OpenRoRBook – Das Open Source Buch zu Rails

Hallo liebe Leserinnen und Leser,

Das Jahr neigt sich dem Ende zu und die Feiertage sind nicht mehr fern.
Auch in diesem Jahr ist wieder viel bei Ruby und Ruby on Rails passiert.
Die lang erwartete Version 2.0 ist erschienen, Ruby 1.9 dürfte nicht mehr lange
auf sich warten lassen und weitere Implementierungen wie JRuby & Co. werden
bereits produktiv eingesetzt.

Damit unsere Leser nicht mit leeren Händen in die Feiertage gehen, freuen wir
uns euch heute die erste Version von openrorbook vorzustellen.

openrorbook ist ein freies Buch zu Ruby on Rails. Der Gedanke dahinter ist,
der Community etwas zurück zu geben und gleichzeitig jedem die Möglichkeit zu
bieten sich einfach in Ruby on Rails einzuarbeiten. Jeder soll außerdem die Möglichkeit bekommen sich an dieser Arbeit zu beteiligen, sein eigenes Kapitel beizusteuern oder ein vorhandenes Kapitel zu korrigieren 🙂

Die erste Version beinhaltet die Installation und Konfiguration von Rails sowohl auf Linux als auch auf Windows. Ein weiteres Kapitel, das eine erweiterte Beispiel-Applikation vorstellt, wird in naher Zukunft hinzukommen.
Zu dem Buch gibt es auch ein Forum, in dem Vorschläge, Korrekturen, Lob und Kritik geäußert werden kann. Die Korrekturen werden in das Buch aufgenommen und als neue Version zum Download zur Verfügung stehen.

An dieser Stelle möchten wir uns herzlich bei F.F.Bevier für seine Mühen und Arbeit bedanken und euch sein Profil nicht vorenthalten. Denn wir finden, dass er mit den ersten beiden Kapiteln ganze Arbeit geleistet hat, und wir hatten viel Spaß bei unseren Mail-Thread bzgl. openrorbook 🙂
Danke!

Genug der langen Rede, wir wollen euch nicht länger auf euer Geschenk warten lassen:

Download Links für openrorbook:

PDF Version: Download PDF

PDF Version gepackt: Download gepackte Version

Source Code für Ruby on Rails 2.0: Download Source für Rails 2.0

Source Code für Ruby on Rails 1.2.6: Download Source für Rails 1.2.6

Link zum Forum http://rubyforge.org/forum/forum.php?forum_id=19945

F.F. Bevier:
F. F. Bevier hat nach einem Diplom-Studium der Physik an der Universität Karlsruhe (Technische Hochschule) mit stark theoretischem Schwerpunkt und besonderer Vorliebe für Funktionalanalysis 15 Jahre in der Industrie gearbeitet, u.a. an AS/400 Programmen für eine international tätige Softwarefirma.

Die eigenen Firma musste dann dazu herhalten, die gewonnene Erfahrung im Umgang mit Postleitzahlen, Preisen und Liefermengen in die Programmierung einer Kernelarchitektur für datenbankgestützte Software umzusetzen, die die grundlegenden Prinzipien der SOA vorwegnahm und letztlich in der 1001. Definition der Information mündete – einer rigoros physikalischen Sicht der Dinge, die den Prozess in den Vordergrund der Betrachtung rückt und den Zustand nur als pure Konsequenz versteht. Dadurch wird auch die genauso rigorose Einfachheit gewährleistet, die grundlegende Voraussetzung für Komplexität aus Kombination ist.

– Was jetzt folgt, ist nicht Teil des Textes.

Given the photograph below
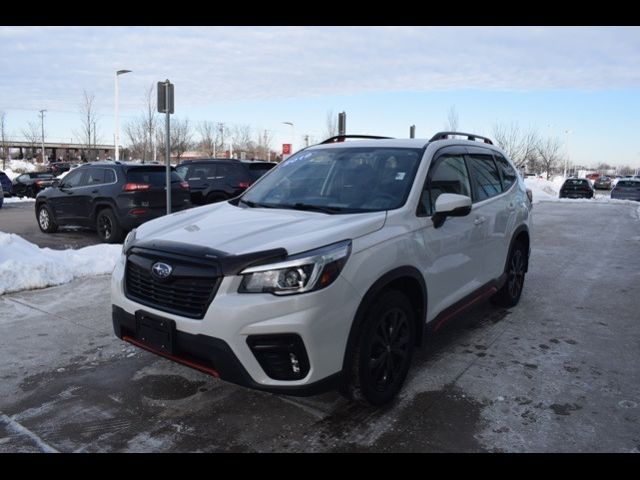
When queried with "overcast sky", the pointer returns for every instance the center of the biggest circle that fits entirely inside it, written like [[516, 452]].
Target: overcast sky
[[583, 80]]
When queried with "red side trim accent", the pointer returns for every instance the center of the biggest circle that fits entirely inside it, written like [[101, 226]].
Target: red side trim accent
[[184, 361], [464, 306]]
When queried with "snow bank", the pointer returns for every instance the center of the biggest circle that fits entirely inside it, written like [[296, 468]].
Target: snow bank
[[549, 191], [25, 266], [16, 167]]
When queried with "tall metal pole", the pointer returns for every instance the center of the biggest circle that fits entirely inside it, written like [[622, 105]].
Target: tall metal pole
[[117, 137], [167, 143], [42, 124]]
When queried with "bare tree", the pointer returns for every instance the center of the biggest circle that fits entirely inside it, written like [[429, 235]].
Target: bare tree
[[88, 136], [520, 146], [180, 137], [207, 131], [263, 145], [32, 135], [3, 139], [452, 120], [331, 127], [142, 131], [242, 141], [550, 154]]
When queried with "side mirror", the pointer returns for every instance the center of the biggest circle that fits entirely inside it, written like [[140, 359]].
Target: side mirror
[[450, 205]]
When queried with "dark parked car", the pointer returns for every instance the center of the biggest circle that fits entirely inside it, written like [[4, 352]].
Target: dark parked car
[[5, 184], [576, 188], [57, 168], [29, 184], [216, 180], [111, 197], [603, 183], [627, 190]]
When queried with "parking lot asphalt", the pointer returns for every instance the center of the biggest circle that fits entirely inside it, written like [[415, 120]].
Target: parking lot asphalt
[[20, 218], [558, 372]]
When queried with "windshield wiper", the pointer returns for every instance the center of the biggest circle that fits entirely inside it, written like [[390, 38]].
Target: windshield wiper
[[314, 208], [251, 204]]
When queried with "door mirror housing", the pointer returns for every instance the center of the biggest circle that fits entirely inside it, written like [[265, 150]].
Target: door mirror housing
[[450, 205]]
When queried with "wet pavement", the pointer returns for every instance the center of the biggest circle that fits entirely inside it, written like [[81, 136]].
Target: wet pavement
[[558, 372]]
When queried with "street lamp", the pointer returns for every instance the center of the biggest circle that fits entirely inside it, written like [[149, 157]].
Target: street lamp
[[566, 159], [117, 139], [292, 135]]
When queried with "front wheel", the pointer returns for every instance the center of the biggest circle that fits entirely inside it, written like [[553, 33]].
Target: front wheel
[[383, 354], [109, 230], [509, 294], [45, 220]]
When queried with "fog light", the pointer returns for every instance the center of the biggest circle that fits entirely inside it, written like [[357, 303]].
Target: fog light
[[295, 365]]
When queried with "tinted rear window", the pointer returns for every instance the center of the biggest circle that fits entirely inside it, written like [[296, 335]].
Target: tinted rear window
[[256, 170], [628, 183], [153, 176], [577, 183]]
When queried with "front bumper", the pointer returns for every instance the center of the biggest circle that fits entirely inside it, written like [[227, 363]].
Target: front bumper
[[217, 343]]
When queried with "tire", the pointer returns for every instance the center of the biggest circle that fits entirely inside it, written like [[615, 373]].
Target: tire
[[383, 353], [509, 294], [108, 227], [46, 220], [215, 197]]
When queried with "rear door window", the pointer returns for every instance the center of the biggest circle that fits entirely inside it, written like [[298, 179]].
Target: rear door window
[[256, 170], [95, 176], [448, 175], [506, 170], [484, 176]]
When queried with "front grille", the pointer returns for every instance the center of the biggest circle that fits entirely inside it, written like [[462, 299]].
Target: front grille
[[188, 292]]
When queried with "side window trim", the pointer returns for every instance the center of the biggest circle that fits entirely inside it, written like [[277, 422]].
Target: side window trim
[[481, 151], [460, 150]]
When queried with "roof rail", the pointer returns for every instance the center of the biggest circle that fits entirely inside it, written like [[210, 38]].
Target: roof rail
[[470, 136], [342, 138]]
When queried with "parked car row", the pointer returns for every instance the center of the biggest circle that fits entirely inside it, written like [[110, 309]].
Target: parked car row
[[115, 197], [624, 188]]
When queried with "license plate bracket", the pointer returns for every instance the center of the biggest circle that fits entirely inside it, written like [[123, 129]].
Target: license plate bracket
[[156, 332]]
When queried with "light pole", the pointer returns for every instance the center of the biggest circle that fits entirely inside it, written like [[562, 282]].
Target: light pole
[[292, 135], [42, 124], [117, 140], [566, 159]]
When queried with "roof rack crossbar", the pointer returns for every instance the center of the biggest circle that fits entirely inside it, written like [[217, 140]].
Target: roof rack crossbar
[[341, 138], [470, 136]]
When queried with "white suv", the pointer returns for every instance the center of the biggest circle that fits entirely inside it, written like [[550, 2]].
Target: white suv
[[331, 268]]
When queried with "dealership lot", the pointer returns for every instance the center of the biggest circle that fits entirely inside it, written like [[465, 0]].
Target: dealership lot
[[556, 373]]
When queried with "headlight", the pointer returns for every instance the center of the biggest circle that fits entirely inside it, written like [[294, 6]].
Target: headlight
[[300, 273], [128, 241]]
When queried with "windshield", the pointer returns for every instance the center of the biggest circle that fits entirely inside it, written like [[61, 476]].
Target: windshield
[[339, 180]]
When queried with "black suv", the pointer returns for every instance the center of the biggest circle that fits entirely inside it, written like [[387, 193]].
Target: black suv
[[215, 180], [576, 188], [111, 197]]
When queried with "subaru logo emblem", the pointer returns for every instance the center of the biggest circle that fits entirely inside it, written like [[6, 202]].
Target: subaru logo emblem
[[161, 270]]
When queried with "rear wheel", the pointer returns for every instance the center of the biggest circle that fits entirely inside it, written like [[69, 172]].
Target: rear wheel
[[509, 294], [109, 230], [383, 354], [45, 220]]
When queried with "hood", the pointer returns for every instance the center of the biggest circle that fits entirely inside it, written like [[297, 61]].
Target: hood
[[237, 230]]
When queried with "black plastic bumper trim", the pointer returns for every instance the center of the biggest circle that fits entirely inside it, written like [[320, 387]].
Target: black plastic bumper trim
[[215, 354]]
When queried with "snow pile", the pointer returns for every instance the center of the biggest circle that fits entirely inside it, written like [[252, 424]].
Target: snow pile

Ewig auf der Suche nach dem Herrn der Ringe der Entwicklungsumgebungen, der die Effizienz einer modernen 4GL mit dem Datenbankkomfort der AS/400 und der Oberflächenneutralität von Webbrowsern verbinden sollte, wurden so im Lauf der Zeit viele Programmiersprachen und -tools unter die Lupe genommen und wieder verworfen, bis endlich Ruby on Rails ins Visier gelangte.

Sowohl Sprache als auch Framework weisen eine so hohe Flexibilität bei leichter Erlernbarkeit und vielseitiger Anwendbarkeit auf, dass noch ein weiteres Herzensanliegen von “b4” damit erfüllt wird – die Möglichkeit für die “Alten Hasen” betriebswirtschaftlicher Software, ihre Alt-Anwendungen mit vernünftigem Aufwand auf eine topmoderne Umgebung zu migrieren und sich damit trotz des Alters eine Zukunft zu schaffen.

Wir wünschen all unseren Lesern und ihren Familien ein besinnliches Weihnachtsfest
und viel Spaß bei der Lektüre von openrorbook.